For those unable to visit the Auto-Icon, below is a translation of the German writing in the interior of the box:
Since 1850 a strange mahogany box has been located in the South Cloisters of University College London. It contains the stuffed skeleton of Jeremy Bentham in his original clothes, with his cane and glasses. Only his head was “reconstructed”. His real head is to be found in a second box in the College archives.
In his last will Bentham decreed that his friend Dr Southwood Smith should “auto-iconise” his body for posterity.

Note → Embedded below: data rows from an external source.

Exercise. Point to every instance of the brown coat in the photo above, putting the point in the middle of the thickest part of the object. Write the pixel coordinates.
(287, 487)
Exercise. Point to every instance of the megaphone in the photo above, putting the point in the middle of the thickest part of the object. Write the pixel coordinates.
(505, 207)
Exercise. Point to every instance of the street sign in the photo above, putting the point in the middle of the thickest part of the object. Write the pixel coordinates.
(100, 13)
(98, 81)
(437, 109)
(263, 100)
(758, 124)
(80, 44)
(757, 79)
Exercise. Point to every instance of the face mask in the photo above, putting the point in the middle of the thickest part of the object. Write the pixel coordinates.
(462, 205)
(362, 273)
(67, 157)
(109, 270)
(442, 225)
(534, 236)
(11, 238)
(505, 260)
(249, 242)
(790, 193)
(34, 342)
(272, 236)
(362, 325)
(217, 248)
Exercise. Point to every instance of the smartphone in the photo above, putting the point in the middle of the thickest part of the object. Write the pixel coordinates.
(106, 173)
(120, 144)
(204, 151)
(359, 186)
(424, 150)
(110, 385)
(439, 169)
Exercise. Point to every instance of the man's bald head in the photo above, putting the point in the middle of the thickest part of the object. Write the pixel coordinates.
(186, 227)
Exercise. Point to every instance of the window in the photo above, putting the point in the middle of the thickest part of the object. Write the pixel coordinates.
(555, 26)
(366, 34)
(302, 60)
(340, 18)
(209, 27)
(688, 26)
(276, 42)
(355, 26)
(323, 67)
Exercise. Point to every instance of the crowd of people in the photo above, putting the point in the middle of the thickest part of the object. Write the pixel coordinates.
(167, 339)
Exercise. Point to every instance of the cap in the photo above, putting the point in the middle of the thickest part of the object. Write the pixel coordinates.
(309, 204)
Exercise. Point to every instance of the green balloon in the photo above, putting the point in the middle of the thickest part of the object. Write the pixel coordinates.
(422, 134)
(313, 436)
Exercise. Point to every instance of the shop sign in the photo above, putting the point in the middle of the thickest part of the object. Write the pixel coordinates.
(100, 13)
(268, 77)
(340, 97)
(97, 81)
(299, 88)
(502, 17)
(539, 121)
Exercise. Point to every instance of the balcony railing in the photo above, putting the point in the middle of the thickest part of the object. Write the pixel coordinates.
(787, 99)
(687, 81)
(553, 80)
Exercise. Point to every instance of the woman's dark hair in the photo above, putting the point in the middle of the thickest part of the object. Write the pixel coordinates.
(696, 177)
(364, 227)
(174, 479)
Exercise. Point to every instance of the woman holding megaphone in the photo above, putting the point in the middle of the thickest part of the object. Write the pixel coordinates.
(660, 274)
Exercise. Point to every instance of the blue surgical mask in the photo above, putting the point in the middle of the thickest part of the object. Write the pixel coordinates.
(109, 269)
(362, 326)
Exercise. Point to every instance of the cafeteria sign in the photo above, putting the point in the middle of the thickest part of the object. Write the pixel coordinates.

Experts still debate whether Bentham’s wish to be “auto-iconised” was a case of exaggerated self-importance or the practical joke of an eccentric.
However, Many years later a female philosopher and passionate enthusiast of Bentham’s support for animal rights, women’s suffrage and the abolition of the monarchy commissioned a third box…
The third Bentham Box
On 28th November 1973 the female philosopher attended a lecture on Bentham’s panopticon and prison reforms at the Collège de France. Using Bentham’s panopticon drawings she carefully pointed out some inaccuracies in the panopticon interpretations of the French lecturer. The French lecturer, a man called Foucault, is reported to have answered:
“Mais Madame, who will check Monsieur Bentham’s little Panopticon drawings? I reason and I talk, parce que I am interested in Auto-Iconisation!”
The female philosopher realised that the Frenchman had a point, so she left Paris. Back in London she immediately commissioned a third Bentham Box:
She decided to carve in stone what she felt was Bentham’s most important question. And she arranged to place the stone box next to Bentham’s wooden auto-icon for posterity
This is the interpretative text which will also be displayed with the box:
This work asks us many questions. At UCL we simply stroll past the auto-icon, it’s part of the furniture which we stop seeing. Instead, we are now invited to reflect not only on just what Bentham is doing here, but on space, and how we live in it, on what makes us us, and not some body or some thing else, and on how the spaces we inhabit inform our self-perception. Bentham and Foucault disagreed about all these issues. What do you think?
We are thoroughly delighted to be hosting this work, and look forward to reading your comments upon it – and Bentham’s Auto-Icon – in the space below.